While Laika may have made a highly mechanized and technological endeavor more human, she also became inseparable from it. Without her capsule to provide oxygen, proper atmospheric pressure, and temperature control, Laika would not have survived in orbit for any length of time. That, along with the sensors implanted in her body and attached to the satellite for data transmission back to Earth, we have in Laika the union of the biological and the technological. The satellite was built around the dog, not the other way around, and in it she became part of it, just as it became part of her. Its fate was bound to her fate, satellite and dog.

Within three years after Laika’s flight, NASA scientists Manfred Clynes and Nathan S. Kline coined the term “cyborg” to describe a biological organism integrated with artificial components or with technology. The purpose of such an integration, as they saw it, was not to make the biological organism more like a machine but to make it a better version of itself. In their 1960 paper “Cyborgs and Space,” Clynes and Kline asserted that instead of building complex environments inside which humans might travel in space and live on alien worlds, the better path was to alter humans so that we might manage such environments. Integration with technology would free us from it, they surmised, allowing us “to explore, to create, to think, and to feel.” In altering the way our physical bodies work and the kinds of environments we can tolerate, we would alter too the meaning of being human. We would broaden and expand what we call the human spirit. “Space travel challenges mankind not only technologically but also spiritually,” Clynes and Kline wrote, “in that it invites man to take an active part in his own biological evolution.”

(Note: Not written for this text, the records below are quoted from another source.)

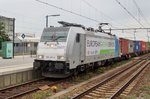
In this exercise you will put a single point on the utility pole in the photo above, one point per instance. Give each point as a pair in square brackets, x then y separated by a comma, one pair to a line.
[13, 35]
[134, 34]
[50, 16]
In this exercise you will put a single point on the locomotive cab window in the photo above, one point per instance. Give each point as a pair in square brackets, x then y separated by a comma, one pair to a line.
[78, 38]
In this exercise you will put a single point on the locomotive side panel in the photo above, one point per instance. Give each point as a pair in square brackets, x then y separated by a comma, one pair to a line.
[99, 48]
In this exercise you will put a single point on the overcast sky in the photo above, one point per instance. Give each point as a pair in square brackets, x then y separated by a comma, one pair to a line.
[30, 14]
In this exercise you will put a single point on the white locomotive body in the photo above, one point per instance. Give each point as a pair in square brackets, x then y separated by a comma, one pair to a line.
[67, 50]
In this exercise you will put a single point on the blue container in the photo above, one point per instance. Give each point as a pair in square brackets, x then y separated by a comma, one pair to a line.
[137, 46]
[117, 47]
[7, 49]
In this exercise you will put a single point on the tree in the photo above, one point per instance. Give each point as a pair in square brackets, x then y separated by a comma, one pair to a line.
[3, 35]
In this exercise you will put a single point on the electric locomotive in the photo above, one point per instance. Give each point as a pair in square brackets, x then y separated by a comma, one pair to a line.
[71, 48]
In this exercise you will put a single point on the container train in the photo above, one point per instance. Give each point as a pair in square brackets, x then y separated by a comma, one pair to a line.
[72, 48]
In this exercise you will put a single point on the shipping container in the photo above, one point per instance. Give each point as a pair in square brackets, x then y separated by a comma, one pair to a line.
[130, 46]
[137, 46]
[124, 46]
[143, 46]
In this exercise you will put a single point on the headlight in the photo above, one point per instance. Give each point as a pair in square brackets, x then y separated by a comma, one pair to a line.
[40, 56]
[52, 45]
[60, 57]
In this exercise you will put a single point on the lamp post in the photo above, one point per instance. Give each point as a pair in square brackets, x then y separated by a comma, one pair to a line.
[13, 34]
[50, 16]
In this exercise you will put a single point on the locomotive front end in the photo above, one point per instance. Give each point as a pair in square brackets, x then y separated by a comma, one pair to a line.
[51, 52]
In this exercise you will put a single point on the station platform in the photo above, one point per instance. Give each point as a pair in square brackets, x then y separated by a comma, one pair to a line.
[17, 71]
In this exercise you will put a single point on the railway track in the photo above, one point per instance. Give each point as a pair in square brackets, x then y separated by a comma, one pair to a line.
[26, 88]
[113, 86]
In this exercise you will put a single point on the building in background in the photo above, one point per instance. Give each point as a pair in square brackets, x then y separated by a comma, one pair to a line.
[26, 45]
[8, 23]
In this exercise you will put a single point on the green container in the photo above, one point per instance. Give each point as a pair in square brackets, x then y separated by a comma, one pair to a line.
[7, 50]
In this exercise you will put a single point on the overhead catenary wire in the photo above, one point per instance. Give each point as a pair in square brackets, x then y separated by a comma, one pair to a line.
[129, 13]
[67, 11]
[140, 12]
[90, 5]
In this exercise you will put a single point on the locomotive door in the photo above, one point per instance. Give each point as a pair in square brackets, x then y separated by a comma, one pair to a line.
[82, 47]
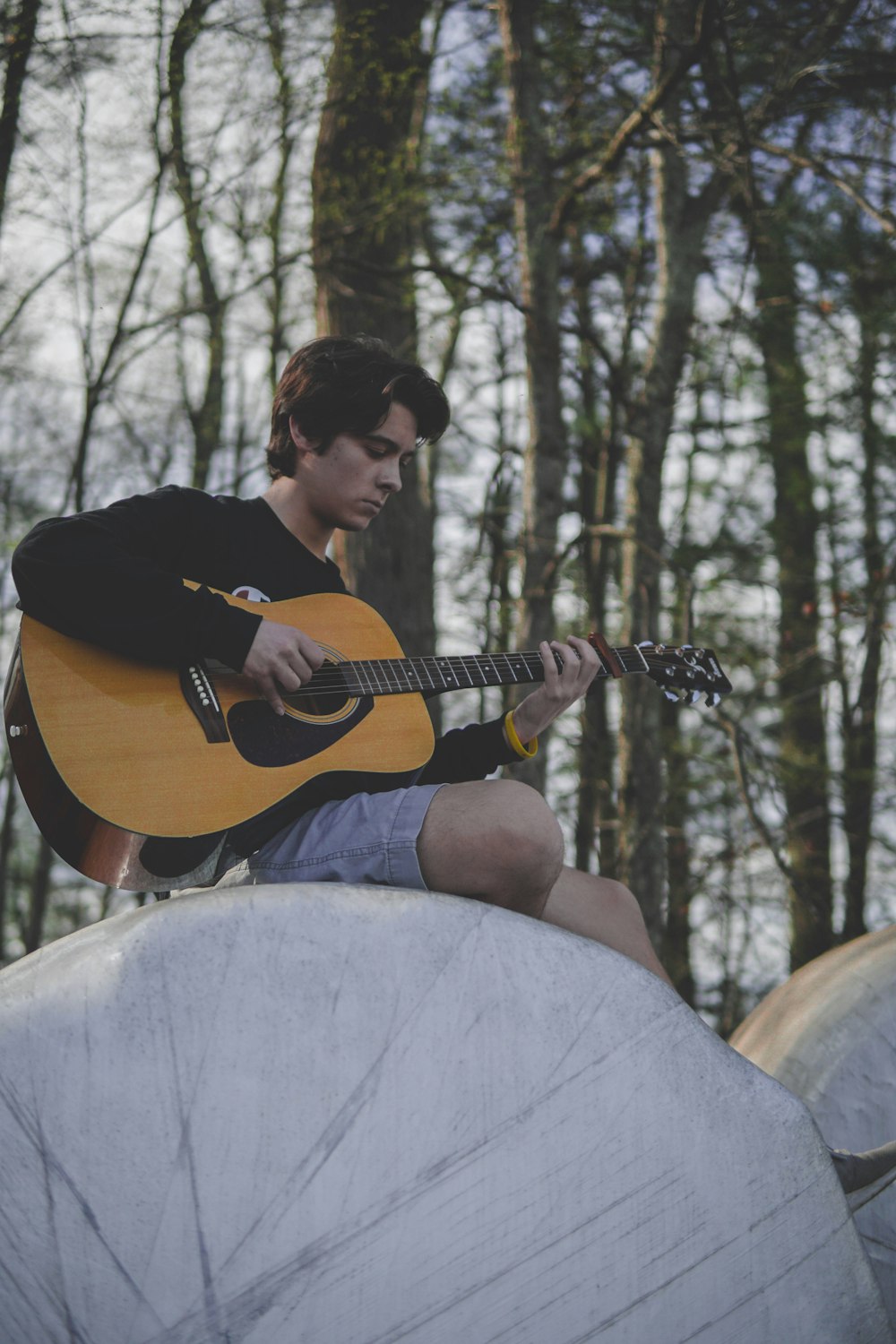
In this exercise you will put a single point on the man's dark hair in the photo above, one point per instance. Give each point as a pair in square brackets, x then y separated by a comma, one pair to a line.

We have become so dependent on technology in the twenty-first century that we can hardly get through a day without it. We have developed artificial components for the body: knees, hips, pacemakers, heart valves, and in some cases computer chips. We are attached to our automobiles, which are increasingly driven by computers and integrated with our handheld computers, our mobile phones. We are inseparable from those mobile phones, which serve our social, economic, political, and educational needs. Our phones are our identity, or at least our identity—who we say we are, and who we wish to be—is expressed through our phones. We are so integrated with our technology that it may soon be appropriate to call ourselves cyborgs. Laika in her capsule may stand as an origin point and as a symbol for this new way of being in the world, this new way of being in the cosmos.